More than twenty years of research has confirmed a relationship between Adverse Childhood Experiences (ACEs) and poor health outcomes. Associations of ACEs and future suicide attempts, problematic drug use, sexually transmitted infections, mood and anxiety disorders, and respiratory disease are particularly strong. In response to this finding, primary care stakeholders have proposed screening children and adults for ACEs. Unfortunately, the impact of these screening programs on health outcomes has not been well established. As with all screening programs in primary care it is necessary to establish the expected benefits and potential harms of ACEs screening, prior to establishing policies and workflows for routine screening. This presentation will briefly review the evidence and gaps in evidence associated with universal and targeted screening for ACEs. The evidence for primary care interventions for addressing ACEs will also be reviewed. Small and large group discussions will clarify the expected benefits and potential harms associated with screening for ACEs. The presentation and discussions will explore the relative risks and benefits of screening for ACEs in adult vs. pediatric populations. Additional considerations, for clinicians working in diverse settings with diverse populations.
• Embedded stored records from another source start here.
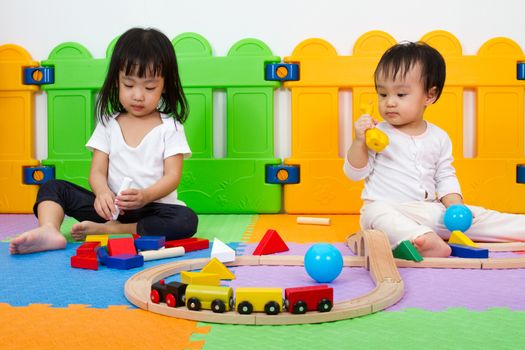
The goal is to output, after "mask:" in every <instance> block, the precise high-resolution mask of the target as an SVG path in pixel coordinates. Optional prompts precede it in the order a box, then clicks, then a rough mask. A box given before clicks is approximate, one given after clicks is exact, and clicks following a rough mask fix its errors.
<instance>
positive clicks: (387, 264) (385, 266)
mask: <svg viewBox="0 0 525 350" xmlns="http://www.w3.org/2000/svg"><path fill="white" fill-rule="evenodd" d="M362 237H363V240H364V244H365V245H366V246H367V247H370V249H367V250H366V255H365V256H363V257H345V258H344V266H365V267H367V268H368V269H369V271H370V276H371V277H372V279H373V280H374V282H375V288H374V289H373V290H372V291H371V292H369V293H367V294H365V295H362V296H360V297H357V298H354V299H351V300H348V301H343V302H339V303H335V304H334V307H333V308H332V310H331V311H330V312H324V313H320V312H315V311H314V312H307V313H306V314H302V315H294V314H290V313H287V312H282V313H280V314H278V315H266V314H263V313H253V314H251V315H241V314H238V313H237V312H226V313H223V314H218V313H214V312H212V311H209V310H202V311H190V310H188V309H187V308H186V307H178V308H171V307H168V306H166V304H164V303H161V304H155V303H153V302H151V301H150V290H151V285H152V284H153V283H154V282H157V281H158V280H160V279H162V278H165V277H168V276H171V275H174V274H177V273H180V272H181V271H185V270H195V269H200V268H202V267H204V266H205V265H206V264H207V263H208V261H209V259H208V258H204V259H193V260H185V261H179V262H173V263H167V264H164V265H159V266H155V267H152V268H149V269H146V270H144V271H141V272H139V273H137V274H135V275H133V276H132V277H130V278H129V279H128V281H127V282H126V285H125V288H124V292H125V295H126V298H127V299H128V300H129V301H130V302H131V303H133V304H134V305H136V306H137V307H139V308H141V309H144V310H148V311H152V312H155V313H158V314H162V315H166V316H172V317H177V318H184V319H188V320H195V321H204V322H215V323H231V324H267V325H276V324H303V323H319V322H328V321H337V320H343V319H347V318H353V317H358V316H363V315H368V314H371V313H373V312H377V311H380V310H383V309H385V308H387V307H389V306H391V305H393V304H395V303H397V302H398V301H399V300H400V299H401V298H402V297H403V294H404V285H403V281H402V279H401V276H400V275H399V272H398V271H397V268H396V265H395V262H394V257H393V256H392V251H391V249H390V245H389V243H388V240H387V238H386V236H385V235H384V233H382V232H380V231H366V232H365V233H364V234H363V235H362ZM303 259H304V257H303V256H240V257H237V258H236V259H235V261H234V262H231V263H228V264H226V265H227V266H250V265H252V266H253V265H279V266H302V265H303Z"/></svg>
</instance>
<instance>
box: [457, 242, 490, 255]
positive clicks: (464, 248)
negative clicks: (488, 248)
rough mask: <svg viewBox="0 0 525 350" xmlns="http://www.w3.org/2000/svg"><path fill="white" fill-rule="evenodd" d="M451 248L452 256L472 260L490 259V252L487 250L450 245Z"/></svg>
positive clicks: (484, 249) (459, 245)
mask: <svg viewBox="0 0 525 350" xmlns="http://www.w3.org/2000/svg"><path fill="white" fill-rule="evenodd" d="M449 246H450V248H452V253H451V254H450V255H451V256H457V257H459V258H470V259H475V258H478V259H487V258H488V257H489V250H488V249H487V248H475V247H468V246H465V245H459V244H452V243H451V244H449Z"/></svg>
Finally, the presenters will compare and contrast a universal education approach to addressing trauma with a screening approach to identify patients with ACEs.
- Describe the evidence supporting screening for Adverse Childhood Experiences.
- Describe the potential benefits and harms associated with screening for Adverse Childhood Experiences.
- Compare and contrast a universal education approach to addressing trauma with a screening approach for Adverse Childhood Experiences.